31 Ocak 2009 Cumartesi

The Danish Girl (2012)

David Ebershoff adlı yazarın aynı adlı romanından uyarlanan ve/veya uyarlanmakta olan film. Yapımcılığını Nicole Kidman, yönetmenliğini ise Anand Tucker yapacakmış. Kadroda şu an iki isim duyuruldu. 1.'si Nicole Kidman (Einar Wegener rolünde), 2.'si ise Charlize Theron (Greta Wegener rolünde)...

Zaten ben başından beri Danimarkalı kızları severim. Sevmekle kalmam, kendilerine karşı ekstra bi' saygı bile duyarım. Umarım keyifle izleyebileceğim bi' film olur.

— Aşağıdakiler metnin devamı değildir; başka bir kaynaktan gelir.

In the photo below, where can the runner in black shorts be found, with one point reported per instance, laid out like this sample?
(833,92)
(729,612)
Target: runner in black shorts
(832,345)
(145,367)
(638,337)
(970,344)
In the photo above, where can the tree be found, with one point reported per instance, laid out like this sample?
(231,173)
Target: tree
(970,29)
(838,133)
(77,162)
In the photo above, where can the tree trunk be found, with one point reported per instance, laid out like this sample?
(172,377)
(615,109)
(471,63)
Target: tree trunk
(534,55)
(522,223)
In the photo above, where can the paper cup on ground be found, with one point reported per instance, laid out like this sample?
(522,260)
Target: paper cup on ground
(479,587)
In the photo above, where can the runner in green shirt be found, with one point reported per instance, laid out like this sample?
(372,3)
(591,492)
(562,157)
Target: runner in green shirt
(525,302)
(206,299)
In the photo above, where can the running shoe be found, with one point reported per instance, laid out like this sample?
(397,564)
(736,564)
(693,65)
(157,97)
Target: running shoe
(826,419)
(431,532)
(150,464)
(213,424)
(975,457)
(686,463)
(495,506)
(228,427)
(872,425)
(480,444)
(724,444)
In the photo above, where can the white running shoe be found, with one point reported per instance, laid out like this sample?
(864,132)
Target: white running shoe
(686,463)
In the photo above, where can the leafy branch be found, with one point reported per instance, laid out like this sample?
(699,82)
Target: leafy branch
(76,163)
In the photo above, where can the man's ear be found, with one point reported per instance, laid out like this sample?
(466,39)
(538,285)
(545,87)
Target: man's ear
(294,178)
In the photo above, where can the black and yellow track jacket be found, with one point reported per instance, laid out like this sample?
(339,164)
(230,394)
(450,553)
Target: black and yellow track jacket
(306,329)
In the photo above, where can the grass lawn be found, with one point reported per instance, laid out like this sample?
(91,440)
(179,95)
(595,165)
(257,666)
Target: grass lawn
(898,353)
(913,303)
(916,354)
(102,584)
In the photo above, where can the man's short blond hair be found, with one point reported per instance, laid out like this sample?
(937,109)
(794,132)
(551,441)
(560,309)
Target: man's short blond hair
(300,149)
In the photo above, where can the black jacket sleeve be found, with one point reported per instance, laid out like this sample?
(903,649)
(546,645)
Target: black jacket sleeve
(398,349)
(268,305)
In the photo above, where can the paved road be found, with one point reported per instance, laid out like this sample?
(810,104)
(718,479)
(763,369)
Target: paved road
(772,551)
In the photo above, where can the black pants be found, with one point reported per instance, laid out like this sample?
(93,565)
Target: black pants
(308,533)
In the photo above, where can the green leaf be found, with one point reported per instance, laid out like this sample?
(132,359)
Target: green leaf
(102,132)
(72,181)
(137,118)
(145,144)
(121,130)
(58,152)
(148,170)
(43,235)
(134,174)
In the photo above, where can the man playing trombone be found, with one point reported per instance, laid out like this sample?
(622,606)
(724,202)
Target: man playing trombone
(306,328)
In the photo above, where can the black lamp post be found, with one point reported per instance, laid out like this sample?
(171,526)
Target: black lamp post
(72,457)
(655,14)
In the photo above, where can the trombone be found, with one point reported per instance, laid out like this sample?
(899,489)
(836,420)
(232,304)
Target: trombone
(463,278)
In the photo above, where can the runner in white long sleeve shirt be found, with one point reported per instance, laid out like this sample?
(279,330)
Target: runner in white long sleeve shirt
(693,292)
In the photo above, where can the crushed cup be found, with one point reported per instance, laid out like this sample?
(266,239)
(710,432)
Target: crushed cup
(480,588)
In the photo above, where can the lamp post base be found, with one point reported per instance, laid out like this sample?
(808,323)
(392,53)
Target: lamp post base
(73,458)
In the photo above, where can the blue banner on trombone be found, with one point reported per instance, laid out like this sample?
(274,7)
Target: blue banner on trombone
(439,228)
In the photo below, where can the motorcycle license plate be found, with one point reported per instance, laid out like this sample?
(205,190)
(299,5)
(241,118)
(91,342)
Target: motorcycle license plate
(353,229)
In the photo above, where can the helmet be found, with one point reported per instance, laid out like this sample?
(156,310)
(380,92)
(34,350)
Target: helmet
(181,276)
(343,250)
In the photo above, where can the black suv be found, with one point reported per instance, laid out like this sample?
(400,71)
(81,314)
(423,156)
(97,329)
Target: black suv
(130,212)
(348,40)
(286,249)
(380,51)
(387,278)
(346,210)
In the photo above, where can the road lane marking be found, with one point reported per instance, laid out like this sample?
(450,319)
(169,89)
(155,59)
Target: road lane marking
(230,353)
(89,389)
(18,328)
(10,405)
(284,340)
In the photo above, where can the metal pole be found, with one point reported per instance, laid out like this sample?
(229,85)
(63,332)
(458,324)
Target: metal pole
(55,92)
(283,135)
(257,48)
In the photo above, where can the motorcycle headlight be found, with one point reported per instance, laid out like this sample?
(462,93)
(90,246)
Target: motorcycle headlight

Düzeltme: Yazdığım tarihteki ayrıntılarla bugünün ayrıntıları aynı değil. Bu konudaki son yazı burada.

Woody Allen

Vicky Cristina Barcelona adlı film ile yakından inceleme fırsatı buldum. Gerçekten çok kaliteli bi' sinema adamı. Tam bi' "DEDE". 1 Aralık-Ben de yedim...- 1935 doğumlu. Bugüne kadar birçok filmde parmağı var ve en büyük özelliği çektiği filmlerin birçoğunu da kendi yazması. Yani tek dize, tek kalem... En sevdiğim şey, fabrikasyon çalışmak. Demek istediğim her şeyi. Yazdığı her bi' satırı, yazdığı andaki kafanın aynısını kullanarak sinemaya dökmek. Müthiş bi' şey. İşin güzel tarafı, bu adam sinemadan bıkmıyor. Eskileri saymakla bitiremeyiz ama 2009'a da bi' film hazırlıyor. Adı da Whatever Works. Bize merakla beklemek düşer...

The Wrestler (2008) #3

Sonunda izledim. Gerçi biraz tuhaf oldu. İlk 1 saatini dün akşam, geri kalanını az önce izledim. Önce filmde çok gıcık olduğum iki noktayı dile getireyim; Birincisi, şu Ayetullah ile olan maçı esnası, seyircilerin "USA, USA, USA..." şeklinde tempo tutması. Holywood'un aşamadığı nokta bu işte... İlla bi' propaganda hareketi. Yani insanın aklına "Altın Küreyi bunlara özellikle mi veriyorlar?" sorusu gelmiyor değil. Hayır, tam "Müthiş bi' film ya..." şeklindeki düşünce bulutu beynimde konumlanırken, o sahneye rastladım. Moralim bozuldu resmen, ne saçmaydı ya... İkincisi ise, çok basit. Şu "UNDERDOG" tadındaki dövüşcü olayını "ROCKY" serisinden hatırlamam. "Çok güçlü ama duygusal bi' yandan da..." tadında bi' çerez hissiyatı...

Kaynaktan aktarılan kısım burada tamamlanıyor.